Ciao Giacomo, intendevo sia vector mapping machines (software programmati statisticamente per trattare il linguaggio naturale), sia sistemi di suggerimento (su quale sia il risultato 'migliore') ottimizzabili grazie all'affinamento basato sul rinforzo da parte di umani. Non è detto che debbano necessariamente essere delle scatole oscure: almeno in teoria è più che concepibile programmarne e ottimizzarne più di una rilasciando al pubblico costanti iniziali, totalità dei dati di ottimizzazione e prompt. Il che le renderebbe realmente software libero, cosa che invece nessuno dei modelli "approved by OSAID" sarà mai. Magari saranno meno preformanti (quasi di certo), ma tutto il software libero è stato a lungo meno performante di quello proprietario. E' una delle caratteristiche tipiche delle tecnologie conviviali. Hanno altri pregi, non quello dell'essere "scintillanti", "innovative" e "disruptive". Per quelle basta rivolgersi a Google e OpenAi. In ogni caso il punto centrale del discorso era superare il monopolio della ricerca rappresentato da Google, sul "come" sono aperto: TATA (There Are Thousands of Alternatives).
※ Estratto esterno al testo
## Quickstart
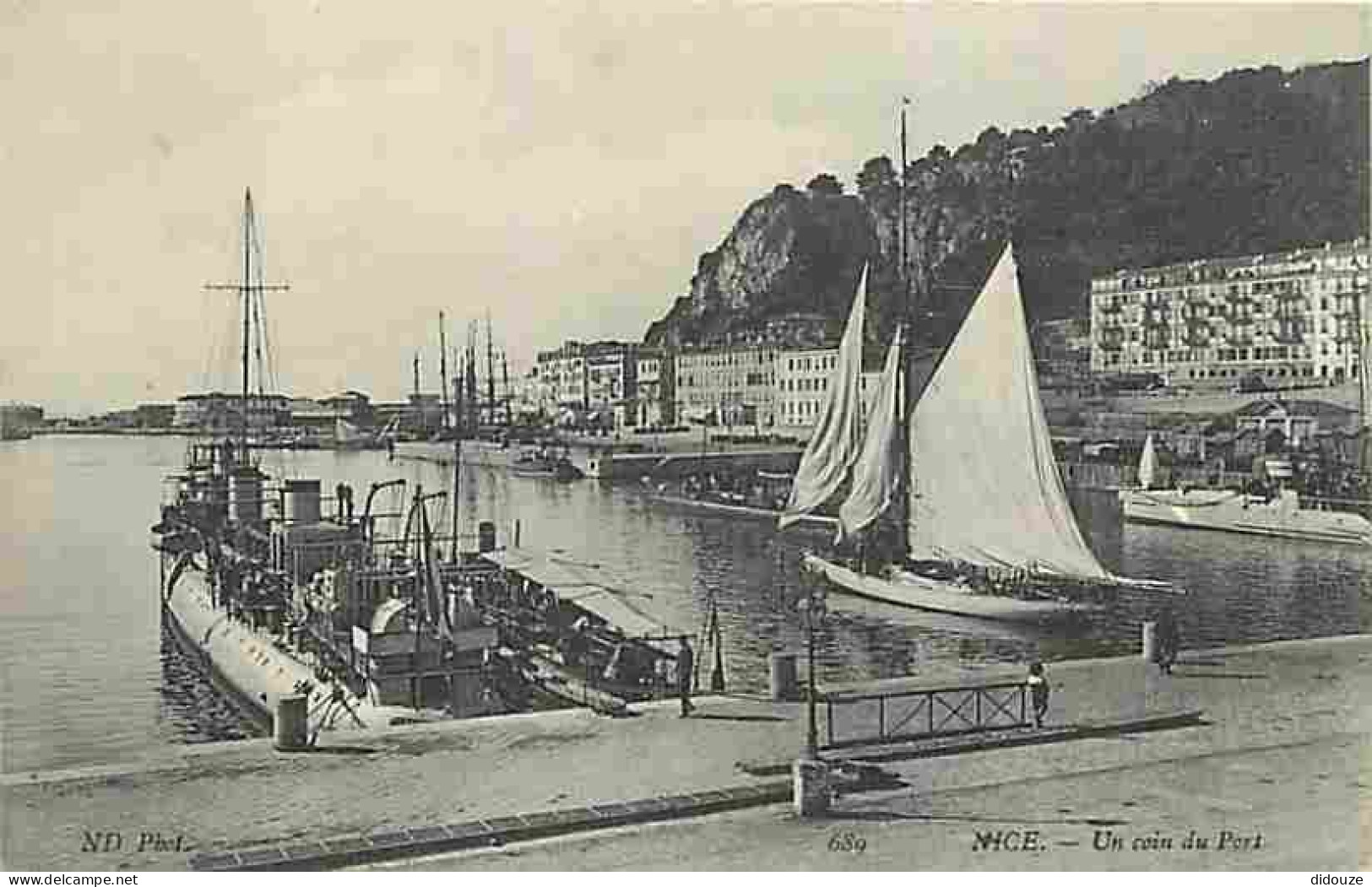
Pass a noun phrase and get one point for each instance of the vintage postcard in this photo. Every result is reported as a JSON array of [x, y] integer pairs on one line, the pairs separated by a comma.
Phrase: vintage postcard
[[755, 436]]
Stefano Inviato con l'email sicura Proton Mail. venerdì 22 novembre 2024 16:46, Giacomo Tesio <giacomo@tesio.it> ha scritto:
Ciao Stefano,
Il 22 Novembre 2024 13:30:01 UTC, Stefano Borroni Barale ha scritto:
Resta tutta da esplorare la questione del "come federo dei motori che danno risposte specializzate, in base a quale criterio?". In questo senso si potrebbero pensare anche degli esperimenti con le Ai.
Come ben sai, le AI non esistono.
A quali software stai pensando esattamente?
Con un LLM scambieresti una azienda oscura (Google) per una scatola nera.
Un approccio più semplice, trasparente ed ecologico potrebbe essere - inviare la query a tutti i motori - ricevere un conteggio dei risultati - mostrare all'utente l'elenco dei motori con il conteggio (in ordine decrescente) - lasciar scegliere all'utente i motori di suo interesse, cliccando nome del motore (auspicabilmente esplicativo del tema di cui si occupa) che lo porta ai risultati
Potresti anche classificare i motori per tema e proporgli i temi invece dei motori (per poi mostrargli i risultati aggregati dei motori del tema).
Naturalmente, la qualità dei motori e dei conteggi dipende dal sistema di incentivi: i motori che sono incentivati ad attrarre traffico pur che sia, proporranno spesso risultati irrilevanti.
La qualità del motore di ricerca federato dipenderà dunque dalla scelta dei motori da federare.
Ma questo resterebbe vero anche con l'AI, che però contribuirebbe al tasso d'errore.
Mi sorprenderei molto se non fosse già stato provato, comunque.